CNN anchor Ashleigh Banfield posed the uncomfortable query on Monday, Sept. 30, about 12 hours before Uncle Sam closed most of his doors, to two of the more conservative House Republicans, Rep. Dana Rohrabacher (R-Calif.) and Rep. Marsha Blackburn (R-Tenn.).

'Essential' employee proposed change: One Representative thinks there needs to be a change in the legislative branch payment system during a federal government shutdown.

Rep. Pete P. Gallego (D-Texas) has introduced a bill that would make lawmakers also pay a financial price in the event of a government shutdown.

The Shutdown Member of Congress Pay Act of 2013 would suspend pay for members of Congress in the event of a government shutdown.

"Congress should work around-the-clock, and do so without pay, to keep the government running," said Gallego in a statement announcing the bill's introduction.

Chances of Gallego's bill passing are slim. OK, nonexistent.

Forgoing pay: But the freshman Representative is putting his money where his legislation is. Gallego is donating his pay received during the shutdown to a charitable group that helps military men and women who are injured during their tour of duty.

Gallego is not alone. Several lawmakers also have announced plans to donate their pay or refuse compensation earned over the course of the federal government closure.

The Washington Post is keeping a running tally of the public relations conscious lawmakers. So far, around 60 have made the list.

UPDATE 6:54 p.m. ET Oct. 2: At least 108 lawmakers, 56 Republicans and 52 Democrats, have said that they plan to donate their pay or refuse compensation as long as the govenrment remains closed.

Deducting pay donation: The natural tax question is can the members of Congress donating their pay to charity deduct it? Yes, if they itemize and the charity is an Internal Revenue Service qualified 501(c)(3) organization.

But they likely can't deduct all of it on their 2013 tax returns.

Most public charities have what is known as the 50 percent limit. That means that a taxpayer's deduction is limited to 50 percent of his or her adjusted gross income.

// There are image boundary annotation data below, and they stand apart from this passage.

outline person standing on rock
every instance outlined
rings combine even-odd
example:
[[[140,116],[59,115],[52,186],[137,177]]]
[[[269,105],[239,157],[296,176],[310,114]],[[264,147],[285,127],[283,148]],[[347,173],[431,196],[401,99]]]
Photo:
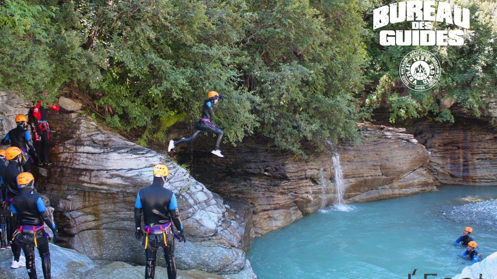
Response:
[[[55,224],[52,221],[39,196],[33,194],[34,178],[29,172],[17,176],[19,194],[12,200],[13,223],[17,229],[15,242],[22,247],[26,257],[26,269],[29,279],[36,279],[34,263],[34,247],[41,258],[41,267],[45,279],[50,279],[50,252],[48,248],[48,234],[43,229],[43,223],[54,234],[54,241],[59,237]],[[19,252],[20,254],[20,252]],[[14,255],[15,256],[15,255]],[[14,260],[18,261],[18,257]]]
[[[21,256],[18,262],[14,261],[16,255],[20,254],[20,246],[17,245],[15,242],[12,241],[11,236],[15,230],[15,226],[12,220],[13,214],[11,204],[12,199],[19,194],[19,188],[17,188],[17,176],[21,171],[17,168],[22,159],[22,151],[19,148],[12,146],[5,150],[5,158],[8,160],[8,165],[0,171],[0,183],[1,183],[1,196],[3,201],[5,209],[2,210],[2,214],[5,217],[6,229],[7,234],[6,237],[6,248],[12,249],[12,253],[14,257],[12,258],[12,268],[16,269],[25,265],[24,257]]]
[[[44,95],[46,94],[44,92]],[[68,111],[63,108],[56,107],[53,105],[48,108],[45,108],[42,105],[40,101],[36,103],[36,105],[33,107],[33,120],[34,122],[34,144],[38,152],[38,160],[37,164],[41,167],[51,167],[53,164],[48,160],[48,153],[50,150],[50,137],[49,133],[50,127],[48,126],[47,119],[48,119],[48,109],[63,113],[75,113],[74,110]],[[43,152],[42,152],[43,149]],[[41,153],[43,154],[43,162],[41,161]]]
[[[473,232],[472,228],[469,227],[464,228],[464,232],[463,233],[463,235],[459,236],[459,238],[454,242],[454,245],[457,245],[457,243],[461,242],[462,246],[467,246],[468,243],[469,243],[470,241],[473,241],[473,239],[469,236],[469,234],[472,232]]]
[[[140,190],[135,203],[135,237],[140,240],[145,232],[142,244],[145,245],[145,279],[154,279],[155,274],[157,250],[163,247],[167,266],[167,278],[176,279],[174,264],[174,234],[179,242],[186,243],[183,225],[179,218],[176,196],[172,191],[164,188],[165,177],[169,175],[167,167],[157,165],[154,168],[154,182],[150,186]],[[142,215],[144,225],[142,229]],[[172,230],[171,223],[179,233],[176,235]]]
[[[219,95],[219,93],[215,91],[209,92],[208,95],[209,98],[204,101],[204,106],[202,109],[202,116],[199,118],[198,122],[195,124],[195,131],[189,138],[183,138],[176,141],[171,140],[169,141],[167,152],[170,152],[171,149],[179,143],[191,142],[195,141],[201,134],[206,132],[217,135],[216,146],[214,147],[214,150],[211,151],[211,153],[219,157],[224,157],[221,153],[221,150],[219,150],[219,145],[221,144],[221,140],[223,139],[223,131],[211,123],[211,119],[212,118],[212,106],[217,103],[220,99],[222,100],[224,97],[224,95]]]
[[[475,263],[478,263],[478,261],[482,258],[480,256],[480,253],[476,251],[476,247],[478,244],[476,242],[474,241],[470,241],[468,243],[468,249],[465,250],[464,252],[462,254],[460,254],[458,256],[469,256],[469,258],[473,262]]]
[[[0,149],[0,172],[3,168],[5,167],[8,163],[7,159],[5,158],[5,150]],[[0,185],[0,189],[1,185]],[[3,211],[3,199],[0,194],[0,212]],[[0,250],[4,250],[7,247],[6,235],[7,231],[5,229],[5,217],[0,216]]]
[[[17,127],[9,131],[5,138],[1,140],[1,144],[4,145],[8,144],[11,147],[15,146],[20,149],[26,158],[26,162],[21,165],[24,171],[31,171],[31,163],[33,161],[31,156],[27,153],[28,147],[29,151],[35,159],[36,159],[36,151],[31,141],[31,136],[28,132],[28,118],[20,114],[15,117],[15,123]]]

Basically, this means that the deduction cannot be more than half of what we make in a year. Depending on what other charitable gifts the Representatives and Senators have made so far this year and how much of their salary is surrendered if the shutdown drags on, the donation of their pay might put them over that 50 percent limit.

But the excess is not lost. It can be carried forward and deducted in future tax years, again subject to the overall 50 percent limit.